This doesn't sound like the same issue. This seems to be a problem of the wheels clearing the BBK, not the car. The CHs on the B&M car have NO problems clearing the Brembo caliper.


----------



## SpaceMonkey (Mar 13, 2002)

nate328Ci said:


> pics, NOW!


There's a couple RG8 pics here: http://www.bimmerfest.com/forums/showthread.php?t=35630 :dunno:
If you're talking to HACK, I agree! Especially since I'm planning on getting the RGR's myself.


----------



## drpahjee (Jan 17, 2002)

SteveMedina said:


> Yeah..the RGR darnit...will take a 15mm spacer for the BBK...and it brings the wheel waaaaayyy out....I was disappointed, but oh well...sold em..got my money back.


do you know if the RS-GT's clear BBK's?


----------



## FlyingDutchMan (Jul 18, 2003)

SteveMedina said:


> Nice....I got my brakes from RT.....
> you know...
> 
> If you get the 18"s.....mount a 265 up front, (Shep runs a 275 up front I believe)...and watch the fun begin....


If you ever need anything from RT let me know. I worked for them back in 98's while I was finishing up my undergrad in finance at Pepperdine. I have remained close friends with them.

I took your advice after making some calls to Brian Provost of OTC, (Apparently he lives near you in S.A. TX? Is that right?) Eitherway he said Navid was using the GC stuff too. Navid is freaking fast ans smooth.

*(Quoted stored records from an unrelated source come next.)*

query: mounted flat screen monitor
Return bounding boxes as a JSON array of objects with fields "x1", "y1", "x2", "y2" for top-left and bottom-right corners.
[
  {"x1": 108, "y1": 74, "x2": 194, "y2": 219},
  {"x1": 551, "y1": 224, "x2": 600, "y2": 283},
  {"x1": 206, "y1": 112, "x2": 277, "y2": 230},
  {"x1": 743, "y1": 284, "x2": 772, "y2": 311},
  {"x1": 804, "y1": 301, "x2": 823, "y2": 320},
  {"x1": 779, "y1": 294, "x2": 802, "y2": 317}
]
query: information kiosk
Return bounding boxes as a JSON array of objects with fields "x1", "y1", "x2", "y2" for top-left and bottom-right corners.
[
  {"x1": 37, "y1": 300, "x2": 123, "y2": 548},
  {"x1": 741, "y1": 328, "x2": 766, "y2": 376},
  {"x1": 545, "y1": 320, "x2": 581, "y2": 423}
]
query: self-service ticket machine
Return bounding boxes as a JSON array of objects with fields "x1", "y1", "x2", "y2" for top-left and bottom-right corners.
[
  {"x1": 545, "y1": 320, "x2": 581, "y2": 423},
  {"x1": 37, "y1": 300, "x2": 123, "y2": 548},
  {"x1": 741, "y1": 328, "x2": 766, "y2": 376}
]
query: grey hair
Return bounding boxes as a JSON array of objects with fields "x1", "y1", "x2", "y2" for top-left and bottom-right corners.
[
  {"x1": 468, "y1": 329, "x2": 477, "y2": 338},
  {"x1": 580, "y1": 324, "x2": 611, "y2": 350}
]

So I called GC and talked to Dale, he was telling me about a SA KONI, coilover with rear shock mounts and front camber plates for about $1700. Which I thought was really reasonable. Most importantly I was glad to hear the us a linear rate spring. DA Konis might be a little over kill, since I need this car as may daily driver. (Bear in mind my daily drive is throug Malibu Canyon on the way to B-School!)

I figured that set up with a new tire and wheel package, with the sway bars would do it for the suspension. Get a corner balance and alignment and we should be good to go.

Back to the wheel issue, I heard the SSR are not that strong? Is that true?


----------



## [email protected] (Jun 10, 2003)

drpahjee said:


> do you know if the RS-GT's clear BBK's?


Unfortunately, both the RGR and the RS-GT have very little big brake caliper clearance. I've not seen anyone make them work without large spacers.


----------



## Cowboy Bebop (May 17, 2003)

MikekiM said:


> Hands down for suspension check into TC Kline stuff.
> 
> Champion's wheels are actually made by SAC wheels.. I'm not sure if the Evo wheel is made by SAC or not, but I would bet it is. They offer a number of 1 piece forgings.


didn't Champion buy SAC?
I had heard that they did.


----------